Using language models for IR

… let me go back to my journey with Franciska. In 2001, I defended my PhD thesis supervised by Franciska: “Using Language Models for Information Retrieval”. We may call these statistical language models: small language model today, as opposed to the large language models like GPT. Together with Wessel Kraaij, Arjen de Vries, and Thijs Westerveld, I showed that these models can be implemented using a traditional index. Like the index in the back of a book, such an index lists for each term the pages that contain the term, and it can be used to retrieve documents very efficiently. Web search using small language models therefore takes no more energy than running any other classical search engine.

The system inspects the index, and … done! What does search using large language models look like? Let me show the architecture of one of the most popular BERT rerankers of today. BERT is a transformer-based large language model released by Google in 2018.

First, large language models cannot actually retrieve information, so this approach starts with the same index as above. Then it uses BERT, which consists of 12 layers of transformers where each word or word piece is represented by 768 numbers. Then the system needs an actual reranker, another small neural network.
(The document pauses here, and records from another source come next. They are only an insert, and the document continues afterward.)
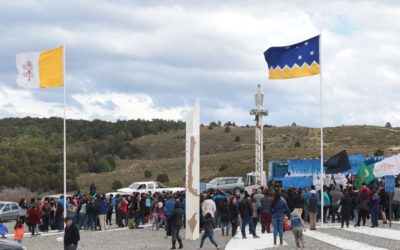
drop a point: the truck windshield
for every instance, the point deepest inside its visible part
(213, 181)
(135, 185)
(251, 180)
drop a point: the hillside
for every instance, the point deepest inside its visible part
(165, 152)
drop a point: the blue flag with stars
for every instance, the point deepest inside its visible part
(297, 60)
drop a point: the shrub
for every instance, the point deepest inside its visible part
(163, 178)
(116, 185)
(223, 167)
(379, 152)
(148, 174)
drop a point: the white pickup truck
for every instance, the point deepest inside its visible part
(150, 186)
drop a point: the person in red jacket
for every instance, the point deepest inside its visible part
(34, 220)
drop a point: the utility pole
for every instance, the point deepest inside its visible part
(259, 112)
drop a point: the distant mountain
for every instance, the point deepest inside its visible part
(232, 153)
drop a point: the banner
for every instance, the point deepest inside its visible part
(193, 172)
(388, 166)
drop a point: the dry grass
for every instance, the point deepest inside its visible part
(15, 194)
(165, 153)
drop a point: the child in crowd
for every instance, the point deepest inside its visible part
(208, 231)
(297, 229)
(3, 230)
(19, 231)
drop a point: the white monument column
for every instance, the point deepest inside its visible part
(193, 172)
(258, 112)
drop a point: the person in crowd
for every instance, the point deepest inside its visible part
(306, 195)
(254, 208)
(175, 221)
(71, 235)
(136, 210)
(118, 216)
(246, 213)
(297, 226)
(161, 215)
(327, 203)
(363, 205)
(92, 214)
(208, 231)
(219, 196)
(124, 211)
(313, 209)
(23, 209)
(92, 190)
(384, 204)
(266, 205)
(102, 209)
(279, 210)
(209, 206)
(34, 220)
(354, 196)
(346, 209)
(46, 209)
(142, 213)
(147, 211)
(234, 213)
(19, 231)
(3, 230)
(110, 209)
(336, 197)
(225, 216)
(82, 214)
(375, 200)
(298, 202)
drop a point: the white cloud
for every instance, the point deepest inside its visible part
(160, 55)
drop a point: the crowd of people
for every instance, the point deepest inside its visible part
(275, 209)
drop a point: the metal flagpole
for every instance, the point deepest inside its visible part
(322, 133)
(65, 142)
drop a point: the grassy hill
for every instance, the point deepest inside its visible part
(165, 152)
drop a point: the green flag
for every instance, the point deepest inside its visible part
(365, 175)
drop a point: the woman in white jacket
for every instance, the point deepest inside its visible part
(208, 206)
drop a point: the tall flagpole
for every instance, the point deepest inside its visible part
(322, 133)
(65, 143)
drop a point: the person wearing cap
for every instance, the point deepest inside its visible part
(71, 235)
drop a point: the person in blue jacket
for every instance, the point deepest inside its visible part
(279, 210)
(3, 230)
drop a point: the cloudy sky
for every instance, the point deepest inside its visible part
(151, 59)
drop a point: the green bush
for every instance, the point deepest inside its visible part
(116, 185)
(163, 178)
(379, 152)
(148, 174)
(223, 167)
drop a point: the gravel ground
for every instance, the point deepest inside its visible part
(148, 239)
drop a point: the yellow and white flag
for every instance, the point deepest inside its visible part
(41, 69)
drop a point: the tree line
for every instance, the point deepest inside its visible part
(31, 149)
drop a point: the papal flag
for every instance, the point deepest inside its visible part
(41, 69)
(297, 60)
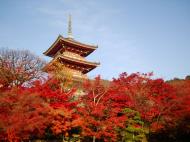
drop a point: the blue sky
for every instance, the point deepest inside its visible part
(132, 35)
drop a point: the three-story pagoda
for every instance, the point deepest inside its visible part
(71, 54)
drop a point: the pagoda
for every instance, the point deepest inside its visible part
(71, 54)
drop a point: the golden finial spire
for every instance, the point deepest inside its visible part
(70, 27)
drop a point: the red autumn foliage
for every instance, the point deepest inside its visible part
(99, 112)
(22, 114)
(153, 98)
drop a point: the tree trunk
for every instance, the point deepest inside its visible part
(94, 139)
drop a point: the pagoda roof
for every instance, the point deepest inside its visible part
(61, 41)
(83, 63)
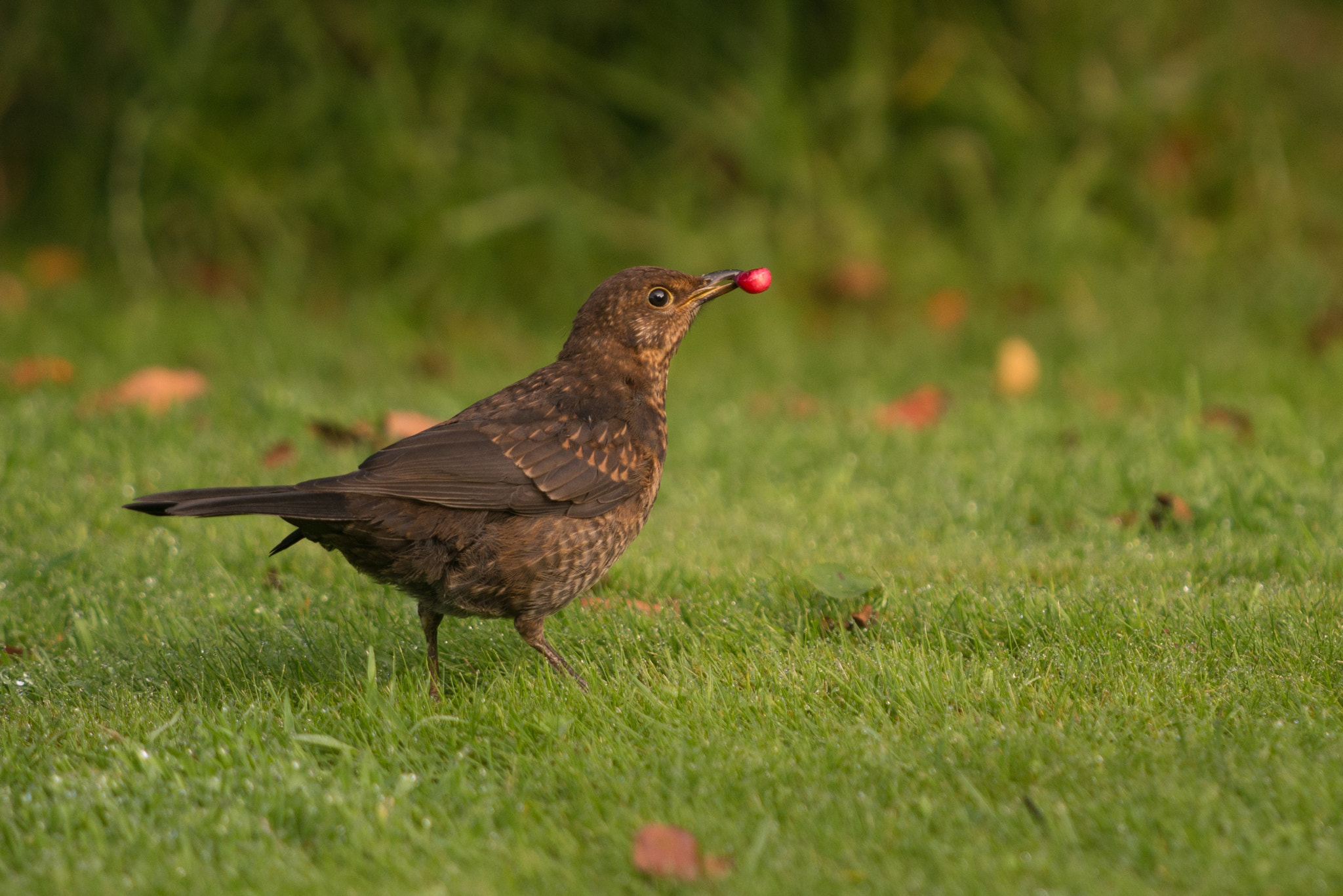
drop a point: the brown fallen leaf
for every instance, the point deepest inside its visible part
(802, 406)
(946, 309)
(54, 265)
(14, 294)
(34, 371)
(594, 602)
(915, 410)
(1325, 328)
(862, 618)
(1239, 422)
(401, 425)
(666, 851)
(157, 389)
(339, 435)
(717, 867)
(278, 454)
(1170, 507)
(1017, 371)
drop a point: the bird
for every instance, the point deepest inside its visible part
(525, 499)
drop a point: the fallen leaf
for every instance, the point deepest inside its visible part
(1018, 367)
(14, 294)
(862, 618)
(915, 410)
(278, 454)
(946, 309)
(35, 371)
(401, 425)
(665, 851)
(1325, 328)
(157, 389)
(54, 265)
(717, 867)
(857, 280)
(434, 364)
(802, 406)
(1170, 505)
(1239, 422)
(835, 581)
(339, 435)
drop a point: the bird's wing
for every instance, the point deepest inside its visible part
(550, 465)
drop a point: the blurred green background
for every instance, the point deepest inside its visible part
(493, 157)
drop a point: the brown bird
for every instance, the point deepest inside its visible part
(527, 497)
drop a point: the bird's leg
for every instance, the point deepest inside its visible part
(534, 632)
(429, 621)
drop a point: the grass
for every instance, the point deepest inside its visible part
(1048, 700)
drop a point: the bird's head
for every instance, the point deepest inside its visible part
(644, 312)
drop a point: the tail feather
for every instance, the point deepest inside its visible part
(284, 500)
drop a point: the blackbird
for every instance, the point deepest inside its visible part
(527, 497)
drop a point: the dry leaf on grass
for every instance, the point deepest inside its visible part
(157, 389)
(54, 265)
(34, 371)
(1018, 367)
(666, 851)
(278, 454)
(1239, 422)
(862, 618)
(915, 410)
(339, 435)
(1325, 328)
(616, 604)
(14, 294)
(946, 309)
(401, 425)
(1170, 507)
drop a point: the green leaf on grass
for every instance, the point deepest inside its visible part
(323, 741)
(835, 581)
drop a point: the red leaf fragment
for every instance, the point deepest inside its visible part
(666, 851)
(278, 454)
(402, 425)
(157, 389)
(755, 281)
(915, 410)
(34, 371)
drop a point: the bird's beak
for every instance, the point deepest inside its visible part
(715, 285)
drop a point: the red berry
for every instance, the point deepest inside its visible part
(755, 281)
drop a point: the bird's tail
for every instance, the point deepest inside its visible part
(273, 500)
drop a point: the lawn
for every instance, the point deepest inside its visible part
(1048, 699)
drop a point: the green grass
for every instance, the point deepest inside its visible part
(1047, 701)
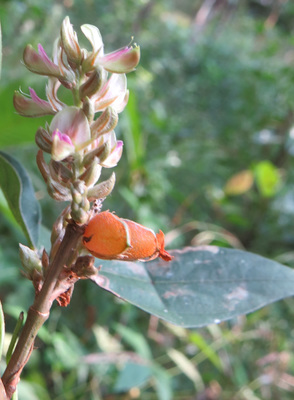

At ACL 2019 Emma Strubell presented an approach to estimate the energy that is needed to train and use BERT, and at SIGIR 2022, Harry Scells used that approach to estimate the energy needed to use BERT as a reranker and he compared it to the energy needed by the traditional index. It turns our the using a reranker like this takes a staggering 138,000 times more energy than using the index alone. So, for every query that is processed by the BERT large language model ranker, we can process 138,000 queries using the index!

Let me try to give this presentation a positive ending by explaining how to get the genie back into the bottle. I call on researchers to do the following:

  1. Teach about the dark side of AI and NLP: Big corporations are using this technology to manipulate people on a very large scale;
  2. As a researcher, always try simple baselines: Run and optimize a baseline system that uses the index and nothing more. You may still use small language models;
  3. If you use crowd workers, pay them well;
  4. If you do use LARGE language models: Measure energy consumption and estimate carbon emissions.

Finally, In your conclusion: Make a trade-off. If you improved search quality by 20%, but you increased carbon emissions more than 100,000 times … then maybe conclude it is not worth it!